By Leslie Albrecht
UPPER WEST SIDE — Cyclists defended Columbus Avenue's new bike lanes Tuesday night, touting the lanes as part of a street redesign that will create safer streets for everyone, not just bike riders.
The comments, made at Community Board 7's full board meeting, were meant to answer the stream of complaints that have flowed from business owners since the Department of Transportation added a bike lane on Columbus between West 96th Street and West 77th Street.
"I'm convinced that once we've had a chance for the dust to settle ... we'll be happy with this lane," said Tila Duhaime of Upper West Side Streets Renaissance, the advocacy group that led the effort to install the new lane.
Duhaime emphasized that the new lane is only one part of a larger street redesign that's also added pedestrian islands, turn lanes and landscaping to Columbus Avenue.
She said the new streetscape will be safer and prettier, and have calmer traffic, which will improve the quality of life for pedestrians, drivers and cyclists alike.
Lisa Sladkus of Upper West Side Streets Renaissance said the reconfigured Columbus Avenue is the same design that's been successful in Chelsea, where there's been a 56 percent reduction in traffic-related injuries since bike lanes went in on Ninth Avenue, she said.
But merchants say the new lane is making it difficult to trucks to make deliveries.

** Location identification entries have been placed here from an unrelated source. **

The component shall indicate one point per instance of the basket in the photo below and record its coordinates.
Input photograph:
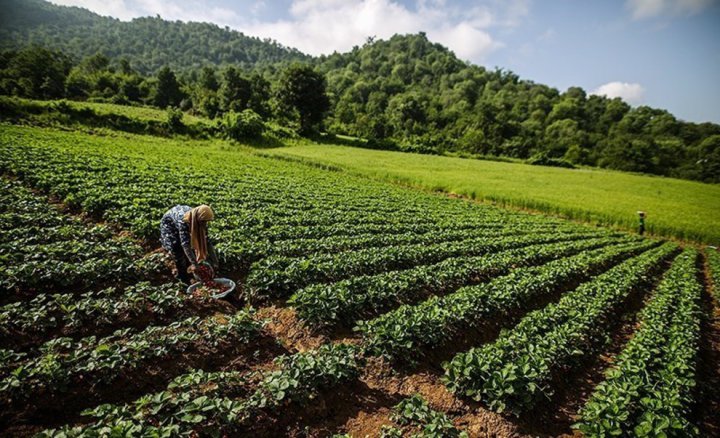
(223, 281)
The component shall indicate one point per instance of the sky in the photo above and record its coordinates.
(662, 53)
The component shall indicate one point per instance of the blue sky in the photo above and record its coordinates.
(662, 53)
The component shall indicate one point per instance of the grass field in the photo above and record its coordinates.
(675, 208)
(367, 309)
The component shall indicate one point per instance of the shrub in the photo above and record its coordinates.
(174, 119)
(543, 159)
(245, 125)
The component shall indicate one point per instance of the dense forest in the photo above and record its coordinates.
(148, 43)
(405, 93)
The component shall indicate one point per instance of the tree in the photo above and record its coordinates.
(36, 72)
(208, 80)
(302, 91)
(709, 159)
(235, 91)
(168, 89)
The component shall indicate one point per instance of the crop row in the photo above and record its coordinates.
(74, 313)
(414, 413)
(713, 264)
(52, 249)
(410, 330)
(649, 389)
(348, 300)
(516, 371)
(208, 403)
(246, 250)
(63, 362)
(257, 201)
(281, 276)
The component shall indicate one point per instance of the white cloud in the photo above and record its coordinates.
(323, 26)
(114, 8)
(184, 10)
(631, 93)
(641, 9)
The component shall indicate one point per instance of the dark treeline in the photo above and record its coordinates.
(405, 93)
(420, 96)
(148, 43)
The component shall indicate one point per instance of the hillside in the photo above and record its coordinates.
(675, 208)
(149, 43)
(405, 93)
(418, 96)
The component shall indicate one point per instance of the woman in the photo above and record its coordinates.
(183, 233)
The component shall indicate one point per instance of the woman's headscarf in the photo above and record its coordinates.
(198, 218)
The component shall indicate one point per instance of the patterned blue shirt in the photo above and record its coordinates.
(175, 231)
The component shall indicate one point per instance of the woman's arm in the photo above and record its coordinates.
(184, 232)
(212, 256)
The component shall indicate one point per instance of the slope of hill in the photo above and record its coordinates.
(406, 93)
(149, 43)
(423, 98)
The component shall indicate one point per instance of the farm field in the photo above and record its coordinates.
(366, 309)
(676, 208)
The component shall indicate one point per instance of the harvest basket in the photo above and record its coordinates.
(223, 281)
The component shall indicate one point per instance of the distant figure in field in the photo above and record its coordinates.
(641, 225)
(183, 233)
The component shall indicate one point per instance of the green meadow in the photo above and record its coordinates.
(675, 208)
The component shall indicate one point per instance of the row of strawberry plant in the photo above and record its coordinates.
(136, 190)
(411, 330)
(414, 414)
(93, 310)
(363, 296)
(223, 403)
(250, 251)
(649, 389)
(27, 219)
(280, 276)
(516, 371)
(63, 363)
(53, 250)
(713, 263)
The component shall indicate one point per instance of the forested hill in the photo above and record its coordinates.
(424, 98)
(404, 93)
(148, 43)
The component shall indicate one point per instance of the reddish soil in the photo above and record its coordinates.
(284, 325)
(707, 410)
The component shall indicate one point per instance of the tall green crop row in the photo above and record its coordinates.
(713, 263)
(649, 390)
(208, 403)
(411, 330)
(515, 372)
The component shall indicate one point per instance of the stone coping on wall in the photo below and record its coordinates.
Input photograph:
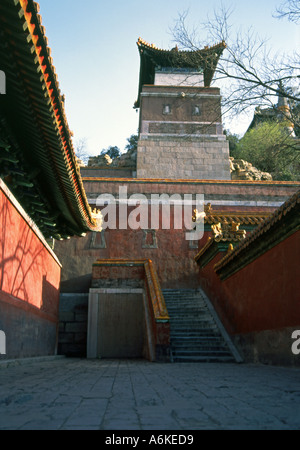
(191, 181)
(27, 219)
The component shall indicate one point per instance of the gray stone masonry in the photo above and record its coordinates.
(73, 311)
(180, 158)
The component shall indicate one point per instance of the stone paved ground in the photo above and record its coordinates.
(74, 394)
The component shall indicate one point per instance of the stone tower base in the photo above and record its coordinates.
(184, 158)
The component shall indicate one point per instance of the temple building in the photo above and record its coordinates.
(41, 191)
(180, 130)
(96, 262)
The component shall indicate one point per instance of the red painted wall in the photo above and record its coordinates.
(264, 295)
(29, 283)
(27, 270)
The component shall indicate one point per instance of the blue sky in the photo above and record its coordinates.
(96, 57)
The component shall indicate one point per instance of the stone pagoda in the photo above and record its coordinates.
(180, 127)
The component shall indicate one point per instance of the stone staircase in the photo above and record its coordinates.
(197, 334)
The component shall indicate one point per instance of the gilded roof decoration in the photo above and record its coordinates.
(274, 229)
(38, 161)
(223, 218)
(152, 57)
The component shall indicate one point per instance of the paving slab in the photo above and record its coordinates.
(80, 394)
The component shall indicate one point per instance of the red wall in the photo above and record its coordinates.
(264, 295)
(29, 281)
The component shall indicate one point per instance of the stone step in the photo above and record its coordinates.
(204, 359)
(194, 332)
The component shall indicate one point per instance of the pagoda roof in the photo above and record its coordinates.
(37, 159)
(151, 57)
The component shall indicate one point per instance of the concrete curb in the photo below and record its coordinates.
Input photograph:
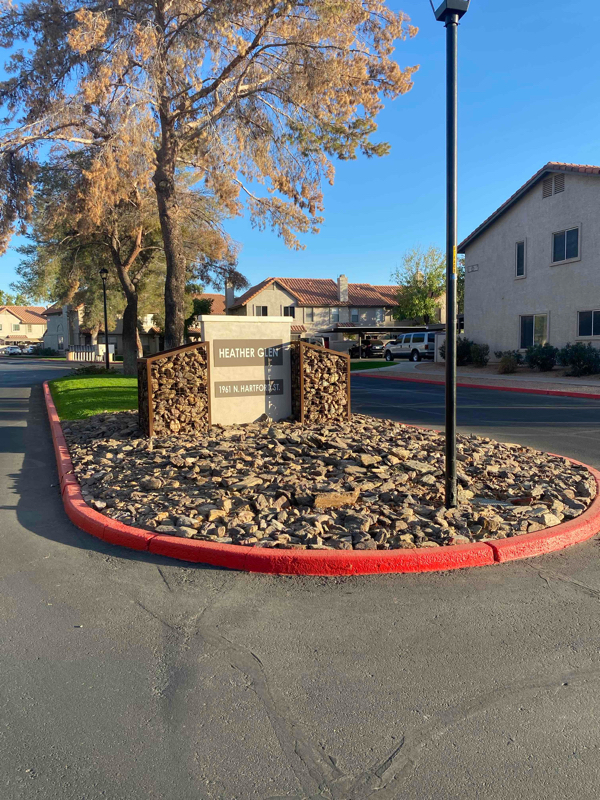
(521, 390)
(310, 562)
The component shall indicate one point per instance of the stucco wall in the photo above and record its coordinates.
(495, 299)
(27, 331)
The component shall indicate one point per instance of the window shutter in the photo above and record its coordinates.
(559, 183)
(547, 190)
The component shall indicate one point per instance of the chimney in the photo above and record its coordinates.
(229, 295)
(343, 289)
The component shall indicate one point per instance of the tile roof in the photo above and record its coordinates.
(29, 315)
(55, 309)
(324, 292)
(218, 306)
(551, 166)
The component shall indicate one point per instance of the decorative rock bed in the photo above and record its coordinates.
(320, 384)
(366, 484)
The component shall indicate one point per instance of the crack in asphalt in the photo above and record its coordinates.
(547, 574)
(317, 773)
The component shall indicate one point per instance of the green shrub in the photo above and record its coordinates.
(542, 357)
(480, 354)
(508, 365)
(583, 359)
(516, 355)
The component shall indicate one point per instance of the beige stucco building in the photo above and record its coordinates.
(532, 269)
(320, 306)
(22, 325)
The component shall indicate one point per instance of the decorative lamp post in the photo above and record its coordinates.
(450, 13)
(104, 276)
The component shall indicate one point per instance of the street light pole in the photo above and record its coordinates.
(104, 276)
(450, 13)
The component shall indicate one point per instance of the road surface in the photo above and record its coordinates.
(132, 677)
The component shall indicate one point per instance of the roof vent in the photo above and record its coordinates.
(559, 183)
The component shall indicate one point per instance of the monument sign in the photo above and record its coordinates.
(250, 372)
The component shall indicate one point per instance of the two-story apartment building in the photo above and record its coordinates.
(318, 305)
(21, 325)
(533, 267)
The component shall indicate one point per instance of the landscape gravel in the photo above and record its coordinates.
(365, 484)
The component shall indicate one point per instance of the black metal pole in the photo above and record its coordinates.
(105, 327)
(451, 235)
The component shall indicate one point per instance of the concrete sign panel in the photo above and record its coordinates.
(247, 353)
(252, 388)
(250, 370)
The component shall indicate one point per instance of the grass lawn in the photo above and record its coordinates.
(80, 396)
(356, 365)
(32, 355)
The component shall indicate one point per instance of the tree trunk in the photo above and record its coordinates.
(130, 336)
(168, 210)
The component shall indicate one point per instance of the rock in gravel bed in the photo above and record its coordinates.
(368, 484)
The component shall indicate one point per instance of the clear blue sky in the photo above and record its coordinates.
(529, 93)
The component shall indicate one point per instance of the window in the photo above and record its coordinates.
(534, 330)
(565, 245)
(553, 185)
(589, 323)
(520, 260)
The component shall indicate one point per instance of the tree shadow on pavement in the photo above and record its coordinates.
(39, 506)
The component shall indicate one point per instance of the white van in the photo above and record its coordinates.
(413, 346)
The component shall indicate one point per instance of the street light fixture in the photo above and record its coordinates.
(104, 276)
(450, 12)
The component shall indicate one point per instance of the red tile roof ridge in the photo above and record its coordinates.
(324, 292)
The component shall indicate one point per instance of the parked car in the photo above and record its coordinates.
(413, 346)
(370, 348)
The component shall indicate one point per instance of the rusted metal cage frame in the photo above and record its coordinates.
(165, 353)
(306, 345)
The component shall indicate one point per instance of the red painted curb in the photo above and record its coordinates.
(310, 562)
(555, 392)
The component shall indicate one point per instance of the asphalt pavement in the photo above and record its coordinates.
(128, 676)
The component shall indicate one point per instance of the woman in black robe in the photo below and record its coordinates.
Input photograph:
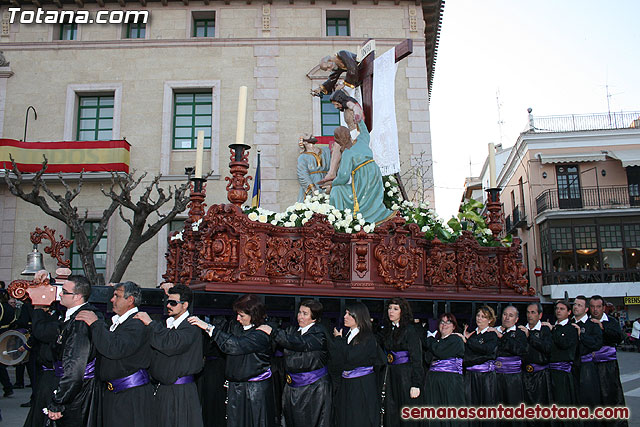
(444, 384)
(401, 342)
(357, 402)
(248, 367)
(479, 356)
(306, 400)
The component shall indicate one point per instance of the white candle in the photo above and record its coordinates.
(242, 114)
(199, 154)
(492, 165)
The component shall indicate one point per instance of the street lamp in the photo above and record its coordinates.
(26, 120)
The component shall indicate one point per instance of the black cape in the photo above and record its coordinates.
(537, 385)
(122, 353)
(211, 389)
(587, 381)
(45, 327)
(564, 340)
(444, 388)
(177, 352)
(357, 402)
(250, 403)
(77, 398)
(400, 378)
(611, 391)
(310, 405)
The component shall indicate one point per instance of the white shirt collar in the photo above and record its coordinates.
(174, 323)
(72, 310)
(535, 328)
(120, 319)
(352, 334)
(306, 328)
(582, 319)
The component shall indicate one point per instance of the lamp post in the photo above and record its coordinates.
(26, 120)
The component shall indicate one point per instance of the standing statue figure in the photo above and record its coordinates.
(342, 61)
(358, 184)
(313, 164)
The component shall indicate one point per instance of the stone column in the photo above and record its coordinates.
(266, 118)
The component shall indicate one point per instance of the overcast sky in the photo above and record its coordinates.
(553, 56)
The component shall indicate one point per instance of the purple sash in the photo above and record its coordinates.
(305, 378)
(360, 371)
(487, 366)
(453, 365)
(89, 370)
(398, 357)
(184, 380)
(508, 364)
(263, 376)
(136, 379)
(587, 358)
(534, 367)
(561, 366)
(605, 354)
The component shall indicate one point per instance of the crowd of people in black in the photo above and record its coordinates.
(244, 372)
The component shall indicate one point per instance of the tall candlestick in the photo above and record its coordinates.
(199, 154)
(242, 114)
(492, 165)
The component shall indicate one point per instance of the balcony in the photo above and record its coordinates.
(590, 198)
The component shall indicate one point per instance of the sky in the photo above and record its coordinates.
(556, 57)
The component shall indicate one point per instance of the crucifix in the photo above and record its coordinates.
(365, 76)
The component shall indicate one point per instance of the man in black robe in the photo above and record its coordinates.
(125, 356)
(586, 377)
(611, 392)
(45, 328)
(176, 359)
(564, 340)
(512, 346)
(76, 401)
(535, 376)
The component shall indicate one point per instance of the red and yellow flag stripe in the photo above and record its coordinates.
(66, 156)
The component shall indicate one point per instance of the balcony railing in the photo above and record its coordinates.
(590, 198)
(577, 122)
(579, 277)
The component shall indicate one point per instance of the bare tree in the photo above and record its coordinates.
(119, 195)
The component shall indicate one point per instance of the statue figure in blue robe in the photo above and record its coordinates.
(313, 164)
(358, 184)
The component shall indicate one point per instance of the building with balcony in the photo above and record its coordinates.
(570, 191)
(155, 84)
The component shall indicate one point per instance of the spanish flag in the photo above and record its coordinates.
(66, 156)
(255, 200)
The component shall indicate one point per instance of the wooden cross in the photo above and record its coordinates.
(365, 76)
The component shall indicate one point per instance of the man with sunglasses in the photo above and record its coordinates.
(125, 356)
(76, 401)
(177, 357)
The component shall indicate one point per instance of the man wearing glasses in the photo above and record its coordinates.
(125, 356)
(177, 357)
(76, 400)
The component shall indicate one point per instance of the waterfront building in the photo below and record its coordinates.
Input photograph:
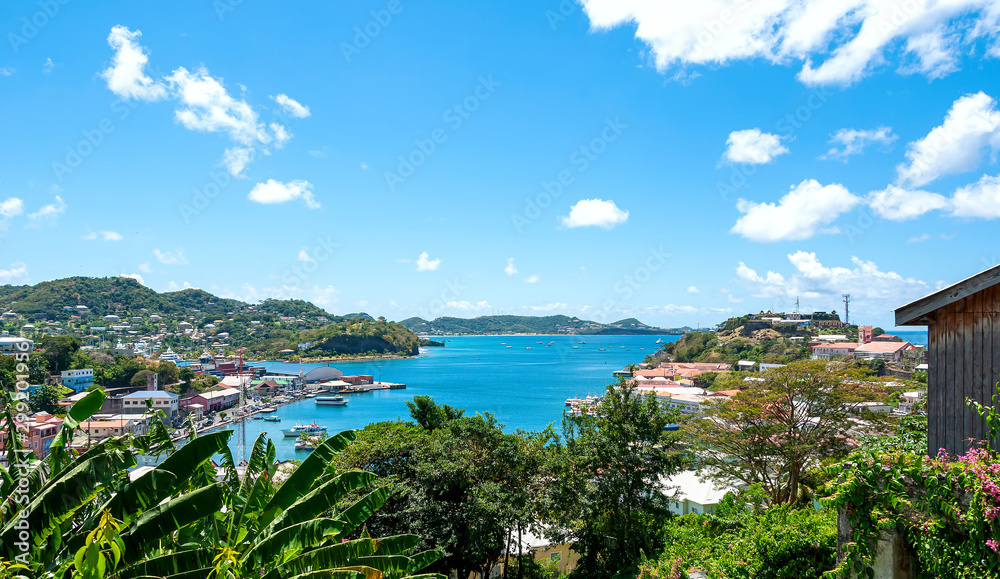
(135, 403)
(77, 380)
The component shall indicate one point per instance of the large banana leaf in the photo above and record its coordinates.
(321, 499)
(289, 541)
(300, 481)
(141, 536)
(359, 512)
(172, 564)
(60, 501)
(332, 557)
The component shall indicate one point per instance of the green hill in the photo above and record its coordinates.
(263, 329)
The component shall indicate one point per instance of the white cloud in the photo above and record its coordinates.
(126, 77)
(292, 106)
(595, 213)
(847, 39)
(304, 256)
(878, 290)
(752, 147)
(800, 214)
(204, 104)
(980, 199)
(48, 214)
(16, 275)
(273, 192)
(208, 107)
(847, 142)
(171, 257)
(898, 204)
(971, 125)
(425, 263)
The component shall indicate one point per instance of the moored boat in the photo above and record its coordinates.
(300, 429)
(331, 401)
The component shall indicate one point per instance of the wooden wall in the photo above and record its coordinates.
(964, 359)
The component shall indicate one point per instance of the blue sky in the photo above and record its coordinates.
(714, 159)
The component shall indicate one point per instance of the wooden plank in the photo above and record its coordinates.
(911, 313)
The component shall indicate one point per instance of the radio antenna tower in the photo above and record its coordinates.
(240, 412)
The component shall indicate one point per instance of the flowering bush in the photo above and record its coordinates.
(945, 507)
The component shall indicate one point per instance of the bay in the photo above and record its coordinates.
(525, 386)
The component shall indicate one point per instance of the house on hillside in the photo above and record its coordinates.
(963, 323)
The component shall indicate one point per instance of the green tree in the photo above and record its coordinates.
(607, 492)
(430, 415)
(139, 379)
(774, 432)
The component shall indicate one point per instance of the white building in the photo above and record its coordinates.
(10, 345)
(692, 494)
(135, 403)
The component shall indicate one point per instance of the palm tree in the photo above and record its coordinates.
(85, 517)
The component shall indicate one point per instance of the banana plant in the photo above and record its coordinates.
(187, 519)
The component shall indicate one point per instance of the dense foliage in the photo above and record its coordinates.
(779, 431)
(83, 516)
(945, 507)
(743, 539)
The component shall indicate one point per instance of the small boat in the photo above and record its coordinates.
(300, 429)
(331, 401)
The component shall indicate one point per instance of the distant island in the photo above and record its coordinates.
(547, 325)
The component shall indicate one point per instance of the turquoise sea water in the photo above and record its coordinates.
(523, 388)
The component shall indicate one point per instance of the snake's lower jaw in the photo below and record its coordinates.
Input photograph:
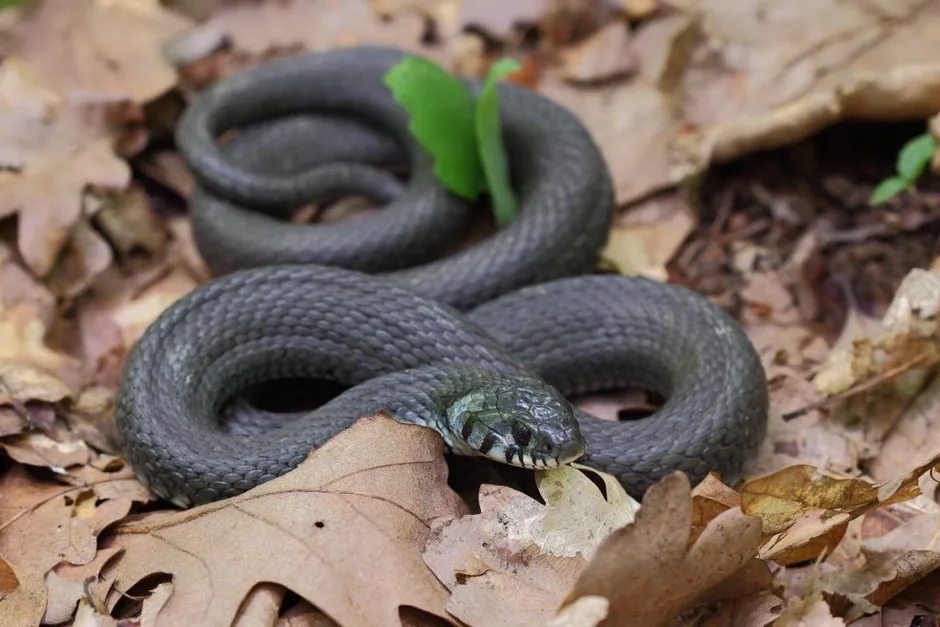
(537, 460)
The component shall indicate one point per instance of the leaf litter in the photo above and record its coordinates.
(836, 523)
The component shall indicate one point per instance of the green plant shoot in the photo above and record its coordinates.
(441, 109)
(490, 140)
(462, 134)
(913, 158)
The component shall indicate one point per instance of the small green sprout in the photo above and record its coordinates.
(462, 133)
(913, 158)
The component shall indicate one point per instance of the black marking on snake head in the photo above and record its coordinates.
(467, 430)
(488, 441)
(521, 434)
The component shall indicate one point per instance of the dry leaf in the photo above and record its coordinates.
(649, 570)
(804, 512)
(755, 610)
(608, 54)
(107, 49)
(260, 27)
(43, 524)
(645, 239)
(781, 75)
(521, 555)
(56, 146)
(893, 562)
(366, 495)
(28, 369)
(66, 586)
(37, 449)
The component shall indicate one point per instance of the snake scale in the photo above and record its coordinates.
(485, 344)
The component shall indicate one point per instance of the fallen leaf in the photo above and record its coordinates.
(87, 616)
(773, 88)
(644, 240)
(606, 55)
(43, 524)
(804, 512)
(650, 572)
(66, 585)
(521, 555)
(257, 28)
(754, 610)
(367, 494)
(916, 435)
(893, 562)
(56, 146)
(29, 370)
(37, 449)
(106, 49)
(812, 611)
(8, 579)
(585, 612)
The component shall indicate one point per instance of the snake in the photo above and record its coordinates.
(486, 343)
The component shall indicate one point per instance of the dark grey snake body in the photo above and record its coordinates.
(461, 343)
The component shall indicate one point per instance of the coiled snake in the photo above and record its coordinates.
(483, 344)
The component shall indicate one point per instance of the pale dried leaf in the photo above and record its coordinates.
(754, 610)
(491, 560)
(259, 27)
(37, 449)
(802, 507)
(370, 491)
(43, 524)
(29, 370)
(106, 49)
(587, 611)
(59, 145)
(644, 240)
(606, 55)
(785, 73)
(650, 572)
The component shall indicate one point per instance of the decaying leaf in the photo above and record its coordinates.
(344, 530)
(29, 370)
(44, 524)
(259, 27)
(650, 572)
(521, 555)
(57, 146)
(38, 449)
(108, 49)
(643, 241)
(804, 512)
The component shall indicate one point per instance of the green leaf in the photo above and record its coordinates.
(490, 140)
(888, 189)
(915, 155)
(441, 109)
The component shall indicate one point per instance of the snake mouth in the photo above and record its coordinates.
(537, 460)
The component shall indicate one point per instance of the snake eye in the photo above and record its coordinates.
(521, 434)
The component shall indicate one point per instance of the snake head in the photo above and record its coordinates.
(516, 421)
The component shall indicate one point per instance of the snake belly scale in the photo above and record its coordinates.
(484, 345)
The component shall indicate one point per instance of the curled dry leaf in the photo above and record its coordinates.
(650, 571)
(344, 530)
(29, 370)
(644, 240)
(805, 512)
(520, 555)
(55, 146)
(893, 562)
(259, 27)
(38, 449)
(45, 524)
(113, 49)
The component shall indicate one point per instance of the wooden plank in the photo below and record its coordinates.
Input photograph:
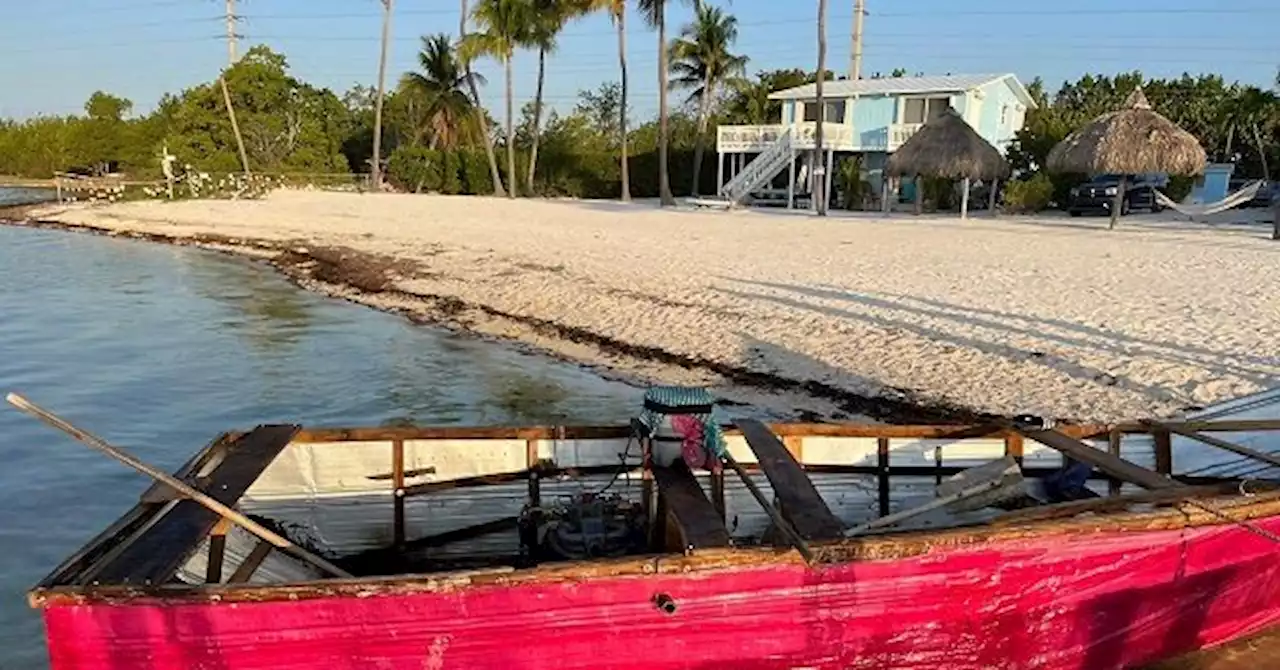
(1014, 447)
(804, 507)
(1228, 446)
(1114, 504)
(216, 552)
(1114, 441)
(190, 470)
(398, 492)
(1164, 449)
(73, 569)
(156, 554)
(699, 522)
(251, 564)
(882, 475)
(616, 432)
(1109, 464)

Ricardo Zingone, owner of Zingone Brothers Grocery on Columbus Avenue and West 83rd Street, said the new lane has created headaches for him and hurt his bottom line.
Zingone said the reconfigured street means his delivery van has to park a block away, forcing workers to haul 50-pound cases of produce. He said that's cost him money.
"Are the bikers maybe going to chip in and pay for the money that we're losing?," Zingone said. "We'll pass a hat around."
Community Board 7 didn't take any action on the bike lane issue Tuesday, but chair Mel Wymore said it's likely the community board will form a task force and meet with business owners to come up with solutions to bike lane-related problems.